Generally speaking, we have no trouble dealing with sales reps who visit us from book and technology vendors in our libraries, and try to sell us their products at conferences. We’re clear about what our needs our and clear on the need for diligence in order to avoid getting ripped off or otherwise wasting money or compromising our independence. For the most part, we have a good understanding that our relationships with vendors are a kind of adversarial partnership. I think we really need to realize that the Web 2.0 sites we’re talking about using in a library context, even if they don’t send us invoices (yet), are businesses whose services we pay for in one way or another. If we decide we need what they offer, we need to treat them as vendors, not as the Messiah. We need to chill out and be colder in our our thinking about Library 2.0, and less drunk on the excitement of the internet’s ability to create new possibilities. The present craze for Library 2.0, not to discount the fact that it offers a lot of interesting possibilities for future library service, really IS scary, because it has all the dangers that groupthink always has – fundamentally that it puts tremendous pressure on people to conform to its message, rendering a questioning attitude incorrect at a spiritual level. (“You aren’t against change, are you?”) If there is one thing about libraries that needs to be protected, it is, to paraphrase Michael Gorman, our service to society as a protector of rational thought….

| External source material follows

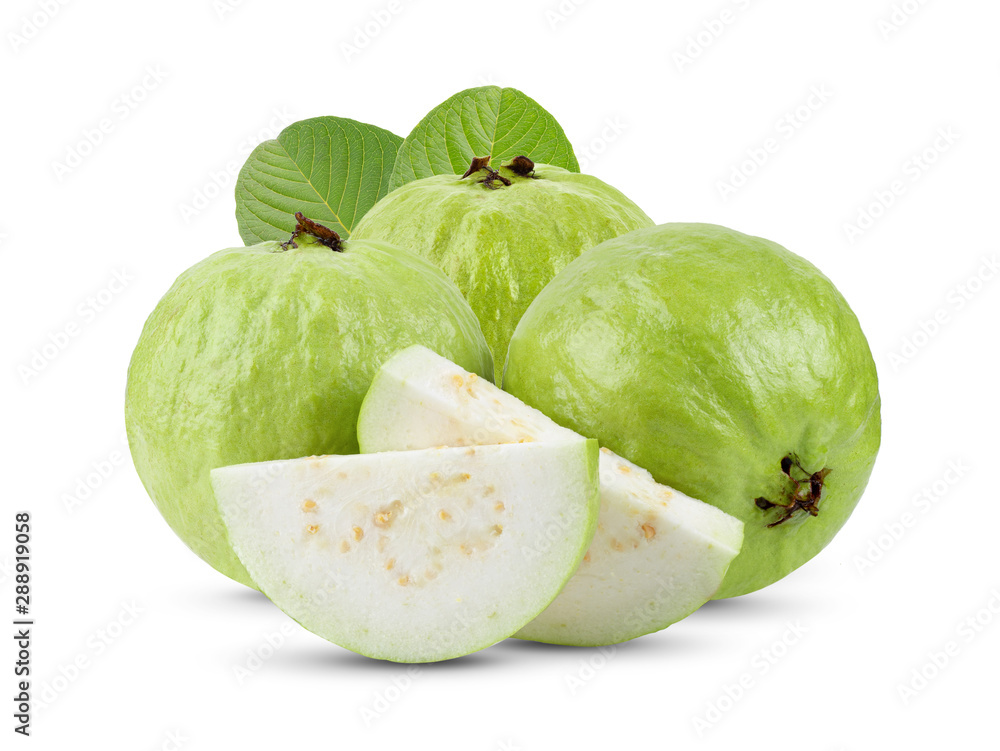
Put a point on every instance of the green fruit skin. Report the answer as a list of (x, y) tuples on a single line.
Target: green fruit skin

7 comments on “Two minor correctives and one broadside on Library 2.0 madness”
Rory,
Where was Rosenzweig’s response published besides here?

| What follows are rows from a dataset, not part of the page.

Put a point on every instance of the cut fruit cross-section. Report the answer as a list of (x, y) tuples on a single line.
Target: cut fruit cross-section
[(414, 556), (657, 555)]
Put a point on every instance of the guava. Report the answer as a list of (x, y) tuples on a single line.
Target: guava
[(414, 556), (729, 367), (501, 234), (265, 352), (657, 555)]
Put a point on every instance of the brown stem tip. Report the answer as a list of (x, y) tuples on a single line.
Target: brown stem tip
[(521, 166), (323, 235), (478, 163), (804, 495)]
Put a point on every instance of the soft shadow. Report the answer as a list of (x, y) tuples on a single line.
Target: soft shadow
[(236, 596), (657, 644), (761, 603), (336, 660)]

I appreciate your posting this and adding your comments. It’s too bad Rosenzweig’s fervor and rhetoric comes across as equally laughable as Cohen’s.
We have to recognize that our “professional values” are constantly changing. From what, to what, is a healthy debate.
Kudos to AL for putting an article about the history of public libraries right next to this one.
Hi… Mark Rosenzweig originally sent these comments to the ALA Council listserv. I’ve updated the post to state that.
When a new vision of the profession appears on the landscape, one of the questions I ask about it is, “Would there be much of a point to librarianship if that’s what it was?” I am motivated in my life as a librarian by the ends toward which the profession is directed. I wouldn’t see much point to librarianship if lost its higher aims and became akin to retail sales. I think that would be a great loss in an objective sense, and I think it would be willful ignorance to believe that that’s simply a matter of one’s worldview. The real debate, I think, is not what the profession’s values ought to be but how they are or are not changed by other developments and choices.
The moment I hear “Library 2.0” I start running.
Some of the claims are borderline meaningless and don’t have much to do with technology.
When I hear statements like, “L2 finally puts customers at the center of our activities”, I want to ask, when since Caveman Times, didn’t librarians claim this?
Technology is good. I love the things you can do with Web 2.0.
I’m just not sure this attempt at reinterpretation has been all that successful.